Two Major Exploits Drive Bulk of Losses
Two large attacks drove the vast majority of losses. On April 1, Drift Protocol on Solana lost approximately $285 million in a social-engineering attack linked to North Korea’s Lazarus Group. Around April 18, KelpDAO lost roughly $293 million through a Layerzero bridge message spoofing exploit. Together, the two incidents accounted for nearly 93% of April’s total losses. The remaining 26 or more incidents were mostly below $5 million, and many came in under $1 million, targeting lending pools, vaults, staking contracts, oracle configurations, and cross-chain bridges.
Historical Comparison and Industry Impact
April’s dollar losses rank as the worst since the February 2025 Bybit breach (approximately $1.4 billion). By incident count, however, April 2026 stands alone. Year-to-date through April, the industry recorded roughly 68 incidents and more than $1 billion stolen, already ahead of 2025’s pace (excluding Bybit). April alone was 3.7 times larger than all of Q1 2026, which saw approximately $165 million lost across 35 incidents. Smaller incidents included Rhea Finance ($18.4M), Grinex ($15M), Volo Vault ($3.5M), Hyperbridge ($2.5M), Sweat Foundation ($3.5M), and Wasabi Protocol (~$5M on April 30). Dozens of additional exploits ranged from $50,000 to $1.5 million.

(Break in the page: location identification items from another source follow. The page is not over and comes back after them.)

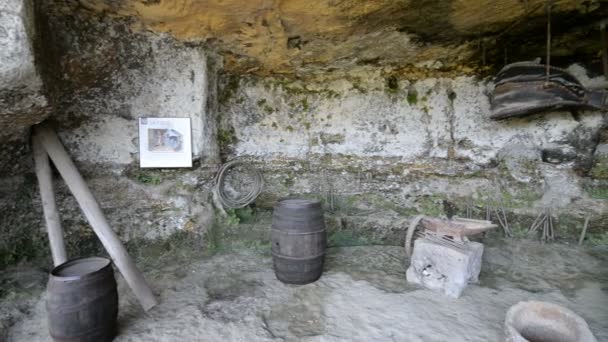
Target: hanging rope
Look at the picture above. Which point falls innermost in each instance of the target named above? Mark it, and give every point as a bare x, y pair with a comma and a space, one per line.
548, 61
229, 201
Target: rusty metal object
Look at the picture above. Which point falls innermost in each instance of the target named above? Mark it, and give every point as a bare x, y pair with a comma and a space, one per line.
451, 232
524, 89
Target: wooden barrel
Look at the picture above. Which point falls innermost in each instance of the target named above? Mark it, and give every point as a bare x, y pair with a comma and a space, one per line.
82, 301
299, 240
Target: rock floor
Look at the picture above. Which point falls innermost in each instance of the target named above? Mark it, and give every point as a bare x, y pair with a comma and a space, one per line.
362, 296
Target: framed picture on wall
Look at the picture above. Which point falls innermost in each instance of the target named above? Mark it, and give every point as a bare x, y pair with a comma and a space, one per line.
165, 142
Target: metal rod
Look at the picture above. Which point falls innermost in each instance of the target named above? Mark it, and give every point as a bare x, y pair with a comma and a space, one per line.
580, 240
604, 48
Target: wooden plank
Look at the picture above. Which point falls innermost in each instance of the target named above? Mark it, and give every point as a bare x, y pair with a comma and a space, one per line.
49, 206
94, 215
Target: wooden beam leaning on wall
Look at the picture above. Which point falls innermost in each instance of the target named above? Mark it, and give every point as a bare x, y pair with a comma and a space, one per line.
123, 261
49, 206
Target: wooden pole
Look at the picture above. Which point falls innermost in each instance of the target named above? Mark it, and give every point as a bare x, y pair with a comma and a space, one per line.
49, 207
94, 215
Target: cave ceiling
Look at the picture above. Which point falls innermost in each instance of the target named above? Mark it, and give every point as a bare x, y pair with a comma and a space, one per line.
297, 37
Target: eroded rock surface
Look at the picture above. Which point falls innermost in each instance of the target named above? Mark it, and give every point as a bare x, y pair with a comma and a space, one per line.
22, 100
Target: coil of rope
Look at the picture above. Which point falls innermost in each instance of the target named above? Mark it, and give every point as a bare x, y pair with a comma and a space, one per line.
230, 202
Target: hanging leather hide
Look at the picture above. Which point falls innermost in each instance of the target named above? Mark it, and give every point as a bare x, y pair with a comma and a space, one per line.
523, 89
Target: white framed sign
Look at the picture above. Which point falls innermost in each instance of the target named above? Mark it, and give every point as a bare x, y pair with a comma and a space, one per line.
165, 142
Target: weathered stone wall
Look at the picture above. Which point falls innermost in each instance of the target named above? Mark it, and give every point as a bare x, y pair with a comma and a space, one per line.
376, 142
106, 77
378, 147
22, 102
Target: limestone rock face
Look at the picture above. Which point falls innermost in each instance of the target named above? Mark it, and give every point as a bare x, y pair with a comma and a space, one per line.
293, 36
22, 102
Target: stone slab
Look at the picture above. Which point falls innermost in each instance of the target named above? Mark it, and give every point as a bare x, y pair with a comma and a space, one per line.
443, 268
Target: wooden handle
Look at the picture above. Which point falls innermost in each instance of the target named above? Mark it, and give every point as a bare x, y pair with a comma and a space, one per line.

Capital Flight and Community Response
Following the KelpDAO hack, reports show more than $14 billion in total value locked (TVL) leaving DeFi protocols within days, with withdrawals concentrated in bridge and lending platforms. Community reaction ranged from alarm to calls for structural change. Security researchers pointed to social engineering and access-control failures as the dominant vectors, moving beyond the smart-contract bugs that defined earlier years of DeFi exploits. Calls for multi-signature key management, AI-assisted monitoring, protocol security sprints, and user-level insurance products appeared across industry forums.
Defillama Cumulative Data and Future Outlook
Defillama’s lifetime totals now show crypto hacks exceeding $16.5 billion, with DeFi-specific losses near $7.7 billion and bridge exploits accounting for approximately $2.9 billion. Private-key compromises and operational security failures remain the most common attack vectors. Analysts warned that growing TVL during bull-market conditions attracts a higher volume of sophisticated attackers, creating pressure on protocols to prioritize defense over new feature development heading into Q2 2026. Additionally, advances in AI coding and cybersecurity have seemingly increased these hacking incidents. Investigations into several April incidents remain open, and Defillama continues tracking all confirmed exploits in real time.